22 – 26 February 2021
Due to the COVID-19 outbreak, this course will be held online
New advances in sequencing technologies have opened the door to more contiguous genome assemblies due to the increased length of obtained fragments. Although there is a setback in accuracy, a broad range of algorithms has been developed to cope with it.
This course will introduce the audience with a spectre of methods which are present in a usual assembly workflow, starting from raw data and finishing with a fully assembled genome. We will see
how to obtain nucleotide sequences from raw signals, dive deeper into the most used assembly paradigm for long fragments, try out and compare several state-of-the-art assemblers, and at last,
assess the quality of the obtained assembly with and without a reference genome.

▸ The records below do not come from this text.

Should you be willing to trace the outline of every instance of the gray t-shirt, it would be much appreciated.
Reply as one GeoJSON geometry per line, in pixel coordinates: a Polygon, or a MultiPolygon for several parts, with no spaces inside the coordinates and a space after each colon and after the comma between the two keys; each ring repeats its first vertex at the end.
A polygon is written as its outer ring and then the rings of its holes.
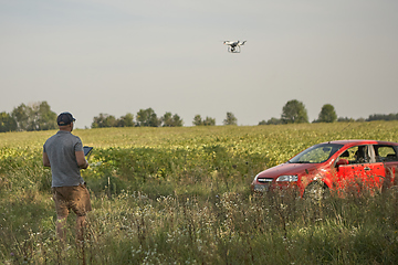
{"type": "Polygon", "coordinates": [[[52,187],[84,183],[75,156],[75,151],[83,151],[83,144],[77,136],[59,130],[45,141],[43,151],[50,160],[52,187]]]}

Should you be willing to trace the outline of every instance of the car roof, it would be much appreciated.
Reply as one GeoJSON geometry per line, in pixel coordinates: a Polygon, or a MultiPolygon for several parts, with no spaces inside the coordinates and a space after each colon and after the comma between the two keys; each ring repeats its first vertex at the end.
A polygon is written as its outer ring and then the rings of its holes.
{"type": "Polygon", "coordinates": [[[398,146],[398,142],[394,141],[383,141],[383,140],[333,140],[333,141],[325,141],[323,144],[338,144],[338,145],[390,145],[390,146],[398,146]]]}

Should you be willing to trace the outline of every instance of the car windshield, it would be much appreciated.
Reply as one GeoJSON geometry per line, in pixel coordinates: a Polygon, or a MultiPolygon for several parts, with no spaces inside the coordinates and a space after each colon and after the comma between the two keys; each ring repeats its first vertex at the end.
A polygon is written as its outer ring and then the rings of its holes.
{"type": "Polygon", "coordinates": [[[321,163],[332,157],[343,145],[337,144],[320,144],[300,152],[297,156],[289,160],[291,163],[321,163]]]}

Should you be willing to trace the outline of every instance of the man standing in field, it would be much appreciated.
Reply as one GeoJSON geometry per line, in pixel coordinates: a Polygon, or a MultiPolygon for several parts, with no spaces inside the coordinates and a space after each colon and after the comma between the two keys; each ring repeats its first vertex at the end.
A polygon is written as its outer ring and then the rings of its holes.
{"type": "Polygon", "coordinates": [[[90,193],[80,172],[88,167],[88,162],[81,139],[71,134],[75,120],[70,113],[60,114],[56,119],[60,130],[43,146],[43,165],[51,167],[52,173],[56,234],[63,242],[70,210],[76,214],[76,239],[83,241],[86,213],[92,209],[90,193]]]}

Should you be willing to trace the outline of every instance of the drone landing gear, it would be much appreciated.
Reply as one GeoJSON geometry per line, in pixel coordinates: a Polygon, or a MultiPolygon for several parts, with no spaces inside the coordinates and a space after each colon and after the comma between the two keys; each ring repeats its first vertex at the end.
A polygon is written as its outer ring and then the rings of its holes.
{"type": "Polygon", "coordinates": [[[230,53],[240,53],[240,46],[234,46],[234,47],[229,46],[228,52],[230,52],[230,53]]]}

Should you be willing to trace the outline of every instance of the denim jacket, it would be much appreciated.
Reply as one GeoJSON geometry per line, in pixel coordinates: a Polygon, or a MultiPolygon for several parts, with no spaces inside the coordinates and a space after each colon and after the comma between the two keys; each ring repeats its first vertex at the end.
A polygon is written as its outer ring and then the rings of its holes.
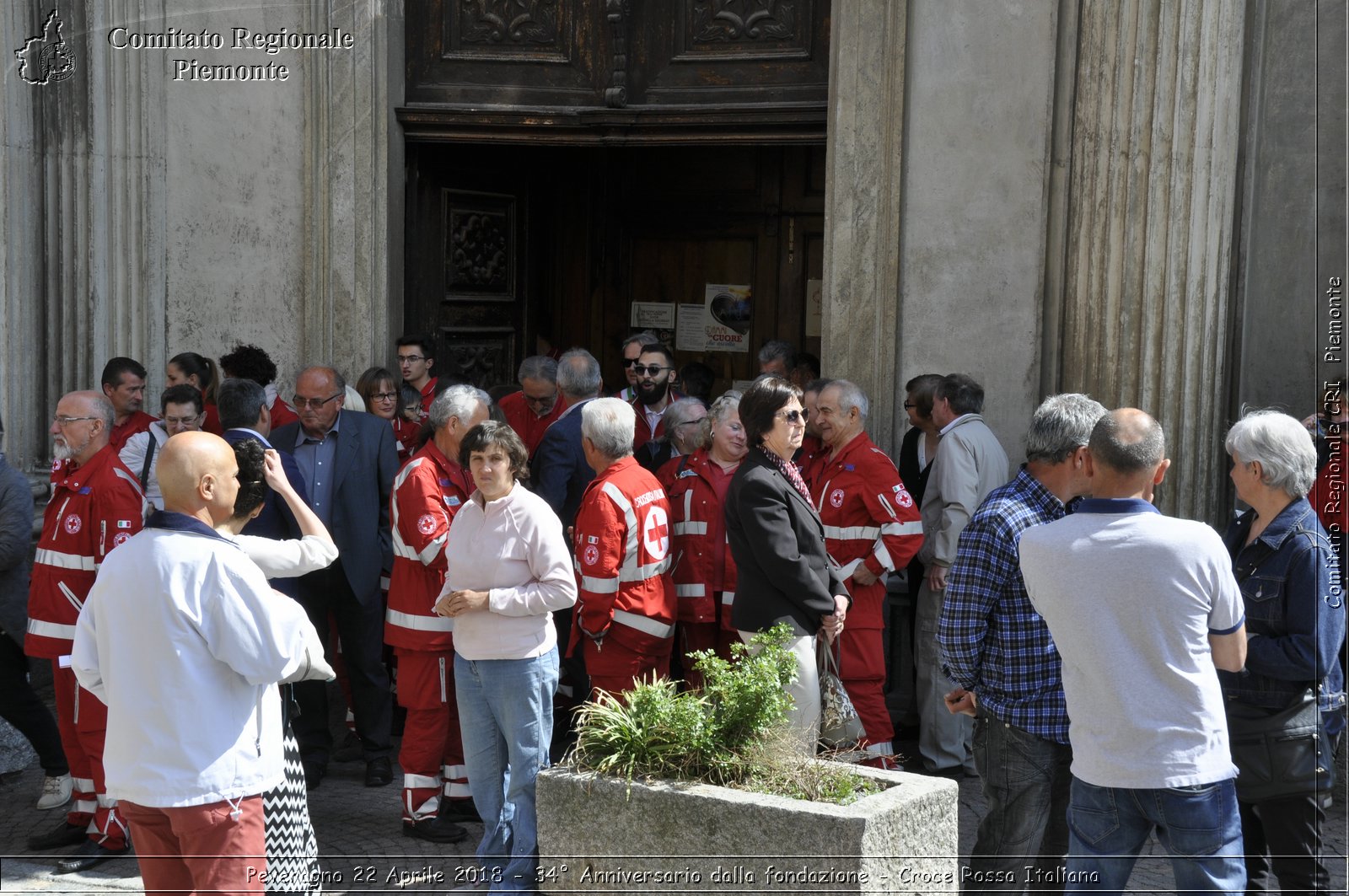
{"type": "Polygon", "coordinates": [[[1345,706],[1340,644],[1344,591],[1334,549],[1306,498],[1299,498],[1245,544],[1255,511],[1228,528],[1224,542],[1246,606],[1246,667],[1218,672],[1228,700],[1283,708],[1318,685],[1321,710],[1345,706]]]}

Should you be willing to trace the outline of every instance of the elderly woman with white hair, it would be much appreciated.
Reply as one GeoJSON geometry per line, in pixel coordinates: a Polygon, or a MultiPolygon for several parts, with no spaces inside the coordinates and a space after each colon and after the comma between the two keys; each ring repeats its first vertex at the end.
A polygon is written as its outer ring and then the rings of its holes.
{"type": "Polygon", "coordinates": [[[1228,706],[1237,802],[1252,891],[1325,892],[1321,796],[1333,766],[1321,715],[1341,717],[1344,591],[1321,521],[1306,499],[1315,478],[1310,433],[1287,414],[1242,417],[1226,440],[1237,497],[1228,529],[1246,611],[1246,667],[1218,672],[1228,706]]]}

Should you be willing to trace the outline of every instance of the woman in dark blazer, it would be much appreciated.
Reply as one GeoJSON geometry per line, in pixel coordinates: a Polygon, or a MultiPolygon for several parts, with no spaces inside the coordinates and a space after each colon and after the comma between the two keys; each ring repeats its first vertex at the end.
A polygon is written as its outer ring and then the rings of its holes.
{"type": "Polygon", "coordinates": [[[824,551],[824,524],[792,463],[805,435],[801,390],[776,375],[759,376],[741,398],[741,424],[751,445],[726,495],[726,537],[738,573],[731,622],[749,641],[786,622],[796,632],[795,700],[789,721],[803,752],[815,754],[820,723],[817,637],[843,630],[850,598],[839,567],[824,551]]]}

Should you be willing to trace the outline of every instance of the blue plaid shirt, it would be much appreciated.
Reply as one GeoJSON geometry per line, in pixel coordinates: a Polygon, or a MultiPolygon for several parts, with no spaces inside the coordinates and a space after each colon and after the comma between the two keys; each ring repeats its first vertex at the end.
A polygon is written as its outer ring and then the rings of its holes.
{"type": "Polygon", "coordinates": [[[990,491],[960,533],[938,629],[942,668],[952,681],[1002,722],[1059,744],[1068,742],[1063,664],[1025,594],[1017,541],[1028,528],[1064,515],[1025,467],[990,491]]]}

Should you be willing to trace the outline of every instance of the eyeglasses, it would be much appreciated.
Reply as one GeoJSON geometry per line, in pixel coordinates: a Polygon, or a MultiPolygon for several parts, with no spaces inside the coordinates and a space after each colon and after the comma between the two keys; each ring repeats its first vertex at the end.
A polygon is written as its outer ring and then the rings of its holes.
{"type": "Polygon", "coordinates": [[[61,426],[62,429],[65,429],[70,424],[77,422],[80,420],[103,420],[103,417],[61,417],[61,416],[57,416],[57,417],[53,417],[53,420],[57,421],[58,426],[61,426]]]}
{"type": "Polygon", "coordinates": [[[293,405],[295,405],[295,408],[309,408],[310,410],[318,410],[320,408],[331,402],[333,398],[339,398],[344,394],[345,393],[337,393],[336,395],[328,395],[328,398],[301,398],[299,395],[293,395],[290,401],[293,405]]]}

Structured over five days, this course consists of both theoretical and practical aspects which are intertwined through each day. The presented theoretical foundation will be applied on small
bacterial datasets and visualized in order to better grasp the algorithms at hand.
This course is intended for researchers interested in learning the concepts of algorithms for de novo genome assembly with Oxford Nanopore Technologies data. Both beginners and more advanced users will find useful information in the presented matter. Course attendees should bring a laptop with either macOS or any Unix version. Some background in using mentioned operating systems via the command line is desirable, but we will cover the needed essentials throughout the hands-on sessions.
Monday
Session1: Introduction
This course starts with a general introduction to sequencing and assembly. The audience will get familiar with Oxford Nanopore sequencing, how it works, its advantages and disadvantages.

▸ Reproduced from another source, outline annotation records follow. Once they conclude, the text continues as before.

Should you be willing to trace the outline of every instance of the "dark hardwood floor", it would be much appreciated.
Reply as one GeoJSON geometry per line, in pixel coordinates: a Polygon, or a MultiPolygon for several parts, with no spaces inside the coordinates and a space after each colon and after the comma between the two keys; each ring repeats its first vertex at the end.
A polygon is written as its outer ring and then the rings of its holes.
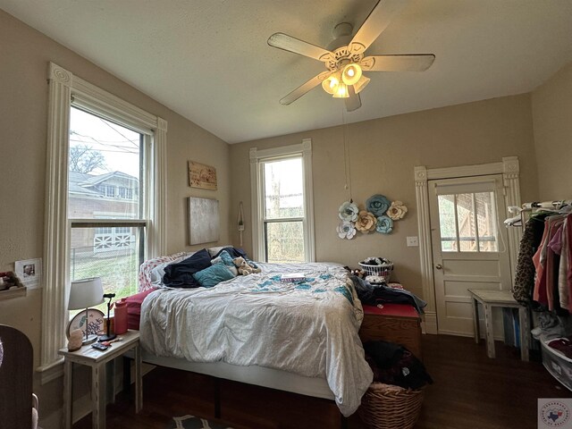
{"type": "MultiPolygon", "coordinates": [[[[539,361],[522,362],[517,349],[500,342],[496,350],[497,358],[490,359],[484,342],[424,335],[424,360],[434,383],[425,389],[416,429],[533,429],[538,398],[572,396],[539,361]]],[[[188,414],[218,415],[237,429],[341,427],[333,402],[161,367],[144,377],[143,410],[135,414],[129,396],[118,395],[107,408],[107,427],[174,428],[172,417],[188,414]]],[[[90,417],[73,427],[91,427],[90,417]]],[[[355,415],[346,423],[349,429],[363,427],[355,415]]]]}

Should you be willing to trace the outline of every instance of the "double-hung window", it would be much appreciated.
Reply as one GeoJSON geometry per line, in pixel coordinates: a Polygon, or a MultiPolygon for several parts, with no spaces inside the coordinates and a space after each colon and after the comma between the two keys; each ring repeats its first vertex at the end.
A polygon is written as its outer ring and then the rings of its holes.
{"type": "Polygon", "coordinates": [[[166,122],[53,63],[48,83],[43,383],[62,372],[70,282],[131,294],[166,248],[166,122]]]}
{"type": "Polygon", "coordinates": [[[250,149],[253,254],[266,262],[315,259],[311,140],[250,149]]]}
{"type": "MultiPolygon", "coordinates": [[[[148,179],[146,159],[152,132],[84,109],[74,97],[70,112],[68,220],[70,280],[101,277],[115,299],[137,292],[143,262],[148,179]],[[126,199],[127,190],[135,198],[126,199]]],[[[105,304],[99,308],[105,310],[105,304]]]]}

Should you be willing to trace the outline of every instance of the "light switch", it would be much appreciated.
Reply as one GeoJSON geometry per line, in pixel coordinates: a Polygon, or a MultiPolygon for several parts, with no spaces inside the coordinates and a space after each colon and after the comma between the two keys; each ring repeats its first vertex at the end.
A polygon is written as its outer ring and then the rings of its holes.
{"type": "Polygon", "coordinates": [[[408,247],[415,248],[419,246],[419,239],[417,237],[408,237],[408,247]]]}

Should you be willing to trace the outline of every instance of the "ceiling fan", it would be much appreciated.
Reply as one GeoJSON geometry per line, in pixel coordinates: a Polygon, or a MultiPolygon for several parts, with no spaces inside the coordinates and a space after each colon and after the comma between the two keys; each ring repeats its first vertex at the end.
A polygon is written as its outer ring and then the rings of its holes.
{"type": "Polygon", "coordinates": [[[328,69],[299,86],[280,100],[282,105],[293,103],[310,89],[322,84],[336,98],[345,98],[346,109],[352,112],[361,106],[359,92],[369,83],[362,72],[424,72],[435,60],[433,54],[409,54],[365,56],[365,51],[406,5],[404,0],[380,0],[362,26],[351,38],[353,27],[348,22],[334,29],[335,39],[324,49],[292,38],[274,33],[268,45],[285,51],[321,61],[328,69]]]}

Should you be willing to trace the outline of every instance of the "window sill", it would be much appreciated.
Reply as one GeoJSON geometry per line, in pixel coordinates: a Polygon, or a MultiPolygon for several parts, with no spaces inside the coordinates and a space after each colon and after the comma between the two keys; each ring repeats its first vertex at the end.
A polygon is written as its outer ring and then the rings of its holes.
{"type": "Polygon", "coordinates": [[[11,298],[25,297],[27,293],[26,286],[20,286],[15,289],[0,290],[0,301],[10,299],[11,298]]]}

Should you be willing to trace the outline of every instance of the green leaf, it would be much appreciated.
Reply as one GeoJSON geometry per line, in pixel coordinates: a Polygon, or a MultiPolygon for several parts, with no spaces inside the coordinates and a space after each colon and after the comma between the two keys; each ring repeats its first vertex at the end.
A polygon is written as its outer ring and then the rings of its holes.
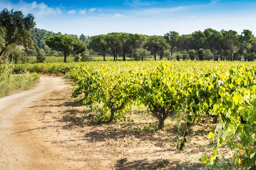
{"type": "Polygon", "coordinates": [[[254,156],[254,155],[255,155],[255,153],[254,152],[253,153],[252,153],[251,154],[250,154],[250,159],[251,159],[252,158],[253,158],[253,156],[254,156]]]}
{"type": "Polygon", "coordinates": [[[233,97],[232,97],[232,100],[233,100],[233,102],[236,105],[237,105],[238,104],[238,102],[239,100],[241,100],[242,99],[241,96],[238,93],[234,93],[233,94],[233,97]]]}
{"type": "Polygon", "coordinates": [[[254,140],[253,140],[253,138],[250,137],[249,138],[248,138],[248,140],[249,141],[250,143],[251,144],[254,144],[254,140]]]}
{"type": "Polygon", "coordinates": [[[208,137],[209,137],[209,139],[211,139],[213,137],[213,133],[212,132],[210,132],[208,134],[208,137]]]}
{"type": "Polygon", "coordinates": [[[216,128],[217,128],[217,131],[218,131],[218,133],[220,133],[220,134],[221,135],[222,135],[223,134],[223,133],[222,133],[222,126],[221,126],[221,125],[220,125],[220,124],[217,125],[216,128]]]}
{"type": "Polygon", "coordinates": [[[222,145],[223,143],[223,138],[221,137],[219,137],[218,139],[218,147],[219,147],[222,145]]]}
{"type": "Polygon", "coordinates": [[[207,160],[208,159],[208,155],[207,154],[207,151],[204,153],[204,155],[202,156],[200,159],[203,163],[206,164],[207,163],[207,160]]]}
{"type": "Polygon", "coordinates": [[[217,105],[213,105],[213,110],[215,110],[215,111],[217,111],[217,109],[218,109],[217,105]]]}
{"type": "Polygon", "coordinates": [[[231,132],[233,134],[235,134],[236,132],[236,130],[235,130],[235,128],[234,126],[233,126],[231,124],[229,124],[228,125],[228,129],[227,129],[227,131],[228,132],[231,132]]]}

Afterwards, we will transform a subset of a bacterial dataset, containing electric current signals, into a set of nucleotide sequences with error rate higher than previous generations of
sequencing.
Session2: Stitching fragments
Sequencing technologies are still unable to read the whole genome at once, therefore the obtained fragments need to be joined together. We will first try and use sequence alignment, the basis of
many bioinformatics tools. As it is not feasible for larger amounts of data, we will investigate a heuristic approach that uses short substrings of predefined length (Minimap). We will discuss
the trade-off between execution time and sensitivity, and its impact on assembly contiguity, and apply this method on a small bacterial dataset.
Cancellation Policy:
> 30 days before the start date = 30% cancellation fee
< 30 days before the start date= No Refund.
Physalia-courses cannot be held responsible for any travel fees, accommodation or other expenses incurred to you as a result of the cancellation.